The context is as follows: the FBI requested Apple to make a new software product following specific FBI requirements whilst ensuring that criminal defendants would be able to exercise their constitutional rights to challenge the government’s legal claims as provided by the Federal Rules of Evidence (FRE). By requesting a new software product, the FBI was actually demanding the creation of intellectual property on the grounds of the Communications Assistance for Law Enforcement Act (CALEA) and the All Writs Act (AWA).
Luckily for Apple, CALEA only applies to telecommunications companies which mean that because Apple is considered an “information service”, CALEA rules did not apply.

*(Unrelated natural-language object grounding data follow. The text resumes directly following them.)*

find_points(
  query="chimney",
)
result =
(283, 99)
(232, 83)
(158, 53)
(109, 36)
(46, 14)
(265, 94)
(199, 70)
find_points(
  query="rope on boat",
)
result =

AWA also does not allow the FBI to compel Apple to create new software, however, a broad interpretation of the AWA (a ‘stop-gap’ enacted in 1789!) may allow the government to administer its given legislative privileges. Accordingly, this stop-gap gives courts any relief that is not specially prohibited by existing law. So, if there is no law explicitly prohibiting Apple from being compelled to write code for the FBI, then the AWA gives courts the authority to force the company to do just that.
The main argument here is that the FBI has not underlying right to compel Apple to create new software products and this is why AWA may not necessary apply in this case.
Today we found out that Apple has won the appeal and the FBI has lost all venues for unlocking iPhones. It is hard to believe, however, that the computer scientists and hackers working within the National Security Agency (NSA) could not figure out how to crack a three-year-old iPhone, but it seem as if encryption really works.
This case has highlighted that governments seem to not know what they can or cannot ask tech companies to do to help with investigations. Again, clear guidelines are missing and in the main time Apple’s shares have gone up 20%.